Ефрема увезли на каталке, а Осип опустился в изнеможении на стул, так просидел не шевелясь час, потом прохрипел:
— Врача… Давай врача сюда!
К нему вышел врач, низенький старичок; всю свою жизнь этот врач проработал в поселке, был отменным хирургом, лечил различные травмы, — в те годы не раз случалась с рабочими на заводе беда, он был опытным специалистом, прошедшим практику почище, чем фронтовые хирурги, ему верили в поселке и уважали.
— Оживет? — хрипло спросил его Осип.
Врач молчал.
— Ты не молчи. Ты скажи… как мужик мужику…
— Надежды мало, — сказал врач.
— Совсем?
— Делаем все. Да ведь и мы не боги, — сказал он и ушел.
— Ясно, — протянул ему вслед Осип.
Он пришел домой, отпер дверь своим ключом и, не заходя к себе в комнату, прошел к Сидорову. Он стоял у порога, бледный, с опустевшими, как два темных провала, глазами.
— Я убил Ефрема, — сказал он.
Сидоров потом рассказывал, что он сразу почему-то все понял; может быть, потому, что вид Осипа был красноречивей слов.

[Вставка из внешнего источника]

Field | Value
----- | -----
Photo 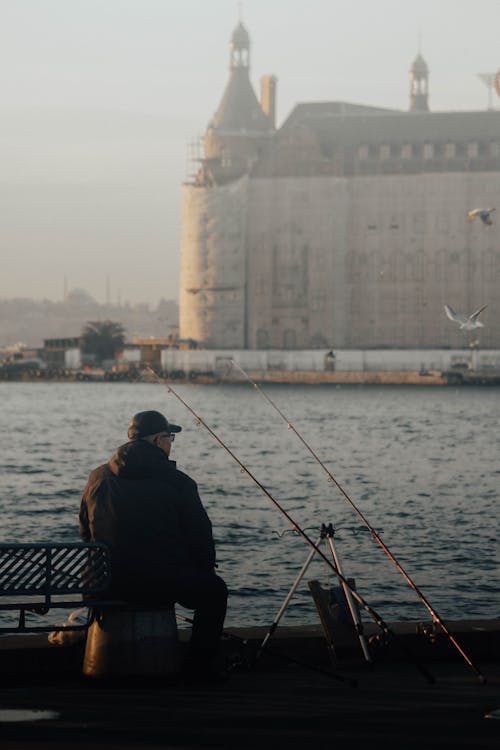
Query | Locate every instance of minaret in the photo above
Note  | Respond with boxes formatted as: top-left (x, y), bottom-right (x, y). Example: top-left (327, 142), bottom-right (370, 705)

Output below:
top-left (410, 52), bottom-right (429, 112)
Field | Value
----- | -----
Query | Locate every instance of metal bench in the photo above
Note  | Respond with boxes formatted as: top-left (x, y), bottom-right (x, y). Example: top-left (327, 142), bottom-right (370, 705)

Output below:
top-left (0, 542), bottom-right (111, 633)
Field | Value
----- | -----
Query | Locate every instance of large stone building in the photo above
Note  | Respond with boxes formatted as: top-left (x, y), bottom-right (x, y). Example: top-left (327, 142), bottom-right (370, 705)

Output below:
top-left (180, 23), bottom-right (500, 349)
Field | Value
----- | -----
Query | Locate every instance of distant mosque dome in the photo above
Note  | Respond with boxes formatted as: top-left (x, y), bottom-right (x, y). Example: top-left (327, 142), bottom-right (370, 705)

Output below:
top-left (231, 21), bottom-right (250, 49)
top-left (410, 52), bottom-right (429, 76)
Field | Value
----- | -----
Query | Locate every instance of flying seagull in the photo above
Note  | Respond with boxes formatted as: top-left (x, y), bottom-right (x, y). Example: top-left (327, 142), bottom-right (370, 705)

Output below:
top-left (444, 305), bottom-right (488, 331)
top-left (467, 208), bottom-right (495, 227)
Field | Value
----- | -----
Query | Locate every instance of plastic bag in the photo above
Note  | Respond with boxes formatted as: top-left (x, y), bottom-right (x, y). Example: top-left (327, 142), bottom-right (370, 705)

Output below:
top-left (48, 607), bottom-right (88, 646)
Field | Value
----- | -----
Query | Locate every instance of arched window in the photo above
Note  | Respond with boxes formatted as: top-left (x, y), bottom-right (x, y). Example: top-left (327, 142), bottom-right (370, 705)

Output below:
top-left (257, 328), bottom-right (269, 349)
top-left (283, 328), bottom-right (297, 349)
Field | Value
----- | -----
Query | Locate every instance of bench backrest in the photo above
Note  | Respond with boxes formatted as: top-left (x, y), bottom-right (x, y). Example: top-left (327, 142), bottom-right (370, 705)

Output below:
top-left (0, 542), bottom-right (111, 597)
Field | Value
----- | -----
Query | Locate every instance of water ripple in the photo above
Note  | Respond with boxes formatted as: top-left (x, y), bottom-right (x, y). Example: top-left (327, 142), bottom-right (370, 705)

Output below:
top-left (0, 383), bottom-right (500, 625)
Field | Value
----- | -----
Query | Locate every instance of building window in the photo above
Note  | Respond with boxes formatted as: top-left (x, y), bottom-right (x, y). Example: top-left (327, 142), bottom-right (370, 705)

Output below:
top-left (467, 143), bottom-right (479, 159)
top-left (257, 328), bottom-right (269, 349)
top-left (283, 328), bottom-right (297, 349)
top-left (423, 143), bottom-right (434, 159)
top-left (444, 143), bottom-right (456, 159)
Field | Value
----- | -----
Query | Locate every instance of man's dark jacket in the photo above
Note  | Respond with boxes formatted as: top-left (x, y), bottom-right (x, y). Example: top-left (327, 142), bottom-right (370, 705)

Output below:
top-left (79, 440), bottom-right (215, 595)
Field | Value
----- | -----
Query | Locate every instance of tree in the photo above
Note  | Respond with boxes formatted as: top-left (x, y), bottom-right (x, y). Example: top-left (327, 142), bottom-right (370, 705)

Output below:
top-left (81, 320), bottom-right (125, 363)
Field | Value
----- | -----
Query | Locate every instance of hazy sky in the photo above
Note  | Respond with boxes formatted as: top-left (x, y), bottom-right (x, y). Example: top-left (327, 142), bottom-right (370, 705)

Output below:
top-left (0, 0), bottom-right (500, 303)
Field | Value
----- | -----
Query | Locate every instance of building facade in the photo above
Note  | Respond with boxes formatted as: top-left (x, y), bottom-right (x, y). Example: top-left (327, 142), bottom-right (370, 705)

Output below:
top-left (180, 23), bottom-right (500, 350)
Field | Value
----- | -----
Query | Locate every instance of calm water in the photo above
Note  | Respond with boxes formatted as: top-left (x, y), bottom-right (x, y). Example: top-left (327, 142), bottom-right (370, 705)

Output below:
top-left (0, 383), bottom-right (500, 625)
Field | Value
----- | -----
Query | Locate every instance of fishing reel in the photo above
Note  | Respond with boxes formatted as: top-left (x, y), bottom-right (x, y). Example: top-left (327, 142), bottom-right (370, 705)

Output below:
top-left (368, 631), bottom-right (393, 651)
top-left (417, 621), bottom-right (441, 645)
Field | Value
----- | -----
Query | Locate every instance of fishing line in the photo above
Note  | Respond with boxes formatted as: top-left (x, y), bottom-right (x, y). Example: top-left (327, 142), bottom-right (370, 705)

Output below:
top-left (147, 367), bottom-right (435, 683)
top-left (231, 359), bottom-right (486, 683)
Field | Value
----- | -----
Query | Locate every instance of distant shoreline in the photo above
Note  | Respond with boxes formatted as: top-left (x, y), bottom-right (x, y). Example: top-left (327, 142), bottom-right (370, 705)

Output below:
top-left (0, 370), bottom-right (500, 386)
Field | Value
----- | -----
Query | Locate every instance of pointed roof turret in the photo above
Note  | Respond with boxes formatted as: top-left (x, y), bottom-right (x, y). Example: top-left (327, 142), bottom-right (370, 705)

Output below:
top-left (410, 51), bottom-right (429, 112)
top-left (410, 52), bottom-right (429, 76)
top-left (209, 21), bottom-right (273, 135)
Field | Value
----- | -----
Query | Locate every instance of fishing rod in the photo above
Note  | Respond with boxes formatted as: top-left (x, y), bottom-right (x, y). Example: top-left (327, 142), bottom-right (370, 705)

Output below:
top-left (147, 367), bottom-right (435, 683)
top-left (231, 359), bottom-right (486, 683)
top-left (175, 612), bottom-right (358, 688)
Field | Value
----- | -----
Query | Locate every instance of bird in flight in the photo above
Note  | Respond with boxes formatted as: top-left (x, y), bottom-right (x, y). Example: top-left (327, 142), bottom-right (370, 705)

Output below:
top-left (444, 305), bottom-right (488, 331)
top-left (467, 208), bottom-right (495, 227)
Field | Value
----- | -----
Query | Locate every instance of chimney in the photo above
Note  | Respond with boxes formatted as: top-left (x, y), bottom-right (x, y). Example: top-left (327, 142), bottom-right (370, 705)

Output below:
top-left (260, 76), bottom-right (278, 128)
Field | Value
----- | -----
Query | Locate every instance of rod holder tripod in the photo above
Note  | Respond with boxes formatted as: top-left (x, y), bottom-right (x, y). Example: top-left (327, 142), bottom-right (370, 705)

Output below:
top-left (256, 523), bottom-right (372, 664)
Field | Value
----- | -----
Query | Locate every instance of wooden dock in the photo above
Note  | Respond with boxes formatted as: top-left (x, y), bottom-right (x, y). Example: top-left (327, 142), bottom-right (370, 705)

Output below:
top-left (0, 621), bottom-right (500, 750)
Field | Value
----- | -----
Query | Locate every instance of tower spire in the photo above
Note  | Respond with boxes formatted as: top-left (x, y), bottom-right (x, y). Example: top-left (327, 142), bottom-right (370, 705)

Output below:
top-left (410, 47), bottom-right (429, 112)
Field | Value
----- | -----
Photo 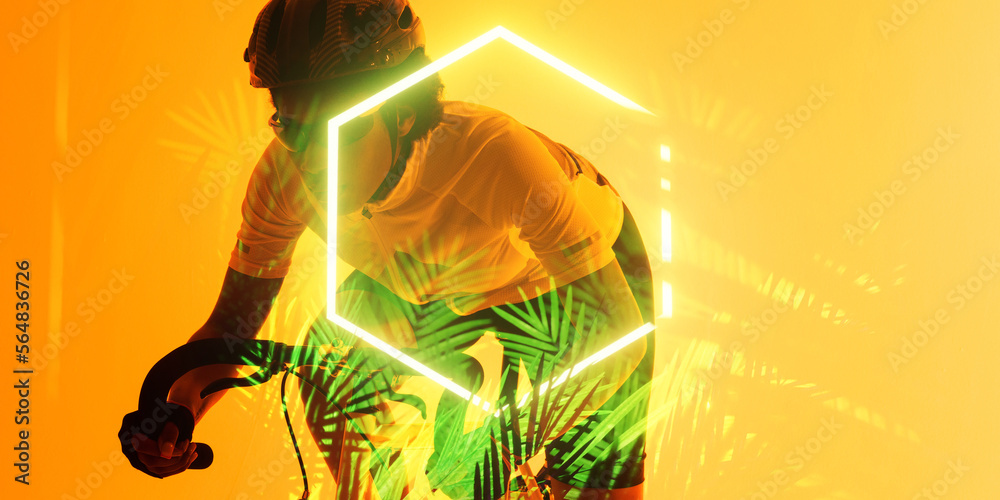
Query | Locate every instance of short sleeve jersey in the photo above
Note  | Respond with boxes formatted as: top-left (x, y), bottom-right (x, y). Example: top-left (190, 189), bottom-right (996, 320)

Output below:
top-left (229, 102), bottom-right (623, 315)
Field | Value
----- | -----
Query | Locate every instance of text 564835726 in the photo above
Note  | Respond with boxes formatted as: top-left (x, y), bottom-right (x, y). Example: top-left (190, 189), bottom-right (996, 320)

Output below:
top-left (14, 260), bottom-right (32, 485)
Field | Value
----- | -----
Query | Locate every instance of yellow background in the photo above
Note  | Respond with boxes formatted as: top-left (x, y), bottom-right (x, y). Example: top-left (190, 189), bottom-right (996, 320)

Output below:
top-left (0, 0), bottom-right (1000, 499)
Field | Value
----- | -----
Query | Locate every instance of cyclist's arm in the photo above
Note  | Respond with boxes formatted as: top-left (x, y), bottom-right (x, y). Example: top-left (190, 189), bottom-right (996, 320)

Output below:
top-left (168, 268), bottom-right (283, 422)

Сидоров только и успел спросить:
— Где он?
— В больнице.
Сидоров стремительно оделся. Они вместе выскочили из дома и… Вот этой-то минуты Сидоров и не может себе простить всю жизнь. Он кинулся к больнице, оставив Осипа. А тот пошел к заводу. Потом выяснилось, что на этом пути, несмотря на поздний час, его видели несколько человек, одни подумали, что он пьян, и не тронули его, потому что шел он твердо, а в поселке знали, каким он бывает во время приступов ярости, другие окликали его, но он шел не отзываясь, не оборачиваясь. Так дошел он до трансформаторной будки с высоким напряжением, отпер дверцу своей отмычкой электрика… Его убило сразу.
— Я виноват, только я виноват, — твердил Сидоров. — Он же сам себя приговорил, а я этого не понял, не заметил, кинулся в больницу… Если бы я остался с ним…

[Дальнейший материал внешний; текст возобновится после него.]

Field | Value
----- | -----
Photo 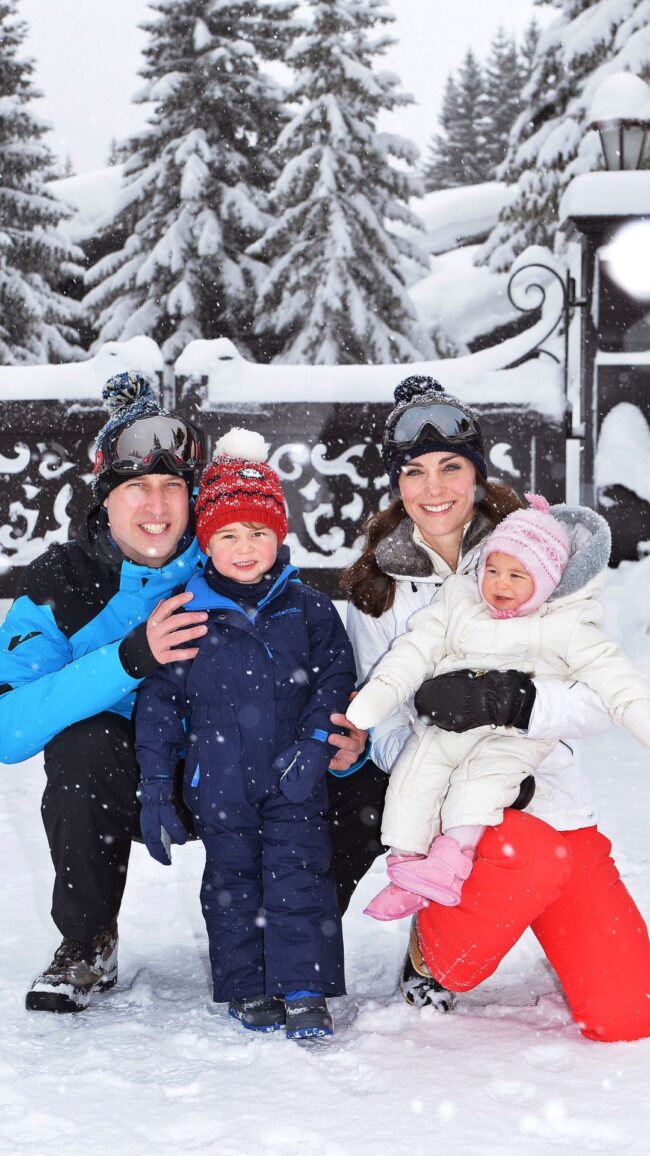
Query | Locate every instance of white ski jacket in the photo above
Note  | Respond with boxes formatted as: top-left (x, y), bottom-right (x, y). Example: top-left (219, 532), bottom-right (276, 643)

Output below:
top-left (347, 506), bottom-right (624, 830)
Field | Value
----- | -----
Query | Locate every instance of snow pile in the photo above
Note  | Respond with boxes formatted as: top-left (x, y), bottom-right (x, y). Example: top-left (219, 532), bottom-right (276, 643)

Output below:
top-left (0, 336), bottom-right (163, 401)
top-left (49, 164), bottom-right (124, 243)
top-left (394, 180), bottom-right (515, 254)
top-left (593, 401), bottom-right (650, 502)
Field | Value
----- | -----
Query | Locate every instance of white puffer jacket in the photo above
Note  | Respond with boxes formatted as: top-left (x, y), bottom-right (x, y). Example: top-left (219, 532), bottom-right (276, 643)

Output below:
top-left (347, 506), bottom-right (624, 830)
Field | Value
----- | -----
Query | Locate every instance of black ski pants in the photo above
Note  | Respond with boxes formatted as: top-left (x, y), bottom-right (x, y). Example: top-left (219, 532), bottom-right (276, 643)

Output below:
top-left (40, 711), bottom-right (387, 943)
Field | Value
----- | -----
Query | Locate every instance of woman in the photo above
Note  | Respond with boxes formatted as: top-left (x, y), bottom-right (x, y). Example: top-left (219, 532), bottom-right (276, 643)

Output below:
top-left (344, 377), bottom-right (650, 1040)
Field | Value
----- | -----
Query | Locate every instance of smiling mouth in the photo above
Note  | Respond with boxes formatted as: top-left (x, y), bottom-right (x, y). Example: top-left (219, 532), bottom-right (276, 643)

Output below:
top-left (422, 502), bottom-right (453, 513)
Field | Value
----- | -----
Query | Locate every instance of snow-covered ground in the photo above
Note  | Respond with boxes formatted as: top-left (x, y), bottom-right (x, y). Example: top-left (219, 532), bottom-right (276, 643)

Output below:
top-left (0, 560), bottom-right (650, 1156)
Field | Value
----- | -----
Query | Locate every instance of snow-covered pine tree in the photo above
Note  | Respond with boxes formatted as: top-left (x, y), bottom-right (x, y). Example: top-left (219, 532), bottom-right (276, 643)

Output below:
top-left (423, 49), bottom-right (493, 191)
top-left (84, 0), bottom-right (297, 361)
top-left (0, 0), bottom-right (83, 365)
top-left (250, 0), bottom-right (434, 364)
top-left (482, 28), bottom-right (529, 180)
top-left (478, 0), bottom-right (650, 271)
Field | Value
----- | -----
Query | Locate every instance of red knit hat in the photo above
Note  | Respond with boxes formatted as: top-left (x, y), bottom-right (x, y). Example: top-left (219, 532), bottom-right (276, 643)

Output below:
top-left (195, 427), bottom-right (288, 554)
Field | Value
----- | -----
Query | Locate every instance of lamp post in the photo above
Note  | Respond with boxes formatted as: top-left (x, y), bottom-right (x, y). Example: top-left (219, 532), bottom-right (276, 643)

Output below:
top-left (560, 73), bottom-right (650, 562)
top-left (589, 73), bottom-right (650, 172)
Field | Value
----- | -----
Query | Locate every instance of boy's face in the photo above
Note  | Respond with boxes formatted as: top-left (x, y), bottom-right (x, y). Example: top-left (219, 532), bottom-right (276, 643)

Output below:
top-left (481, 551), bottom-right (534, 610)
top-left (208, 521), bottom-right (278, 584)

В тот же день, когда прозвучал выстрел Осипа, Эльза лежала в большой палате родильного отделения больницы; в окно ей виден был лес, сугробы, темно-зеленые ветви сосен, она думала о том, что ребенок ее родится здесь, в этой далекой от ее родины стороне, и все это — лес и снег — будет его. Она попросила бумагу и карандаш и написала свое первое и единственное письмо Отто Штольцу.
Родила она в два часа ночи, и спустя пятнадцать минут после того, как услышала крик новорожденного, ее не стало. Врачи объяснили, что подточенный физическими страданиями ее хрупкий организм не выдержал.
Так родился я.
Их хоронили вместе, Осипа Ковалевского и Эльзу Куперман, хоронили на поселковом погосте среди редких, высоких сосен, и Отто Штольц прощался с любимой и другом; он стоял в немецкой старенькой шинели с облезлым меховым воротником, обнажив поседевшие темно-русые волосы, и молча, напряженно смотрел, как сыплются комья мерзлой земли в могилы. Когда были возведены холмы, он встал на колени, поцеловал могилу Эльзы, потом взял горсть земли, кинул ее на холм Осипа. Сидоров подхватил его под руку и предложил пойти с ним.
— Нет, — сказал Штольц, — я останусь здесь.
А Ефрем Мальцев выжил, он выжил вопреки всему и, провалявшись три месяца в больнице, вернулся в квартиру с искалеченным лицом. Он сказал Сидорову:
— У меня, Юра, теперь две семьи — своя да Осипа. Мне и жить и работать за двоих.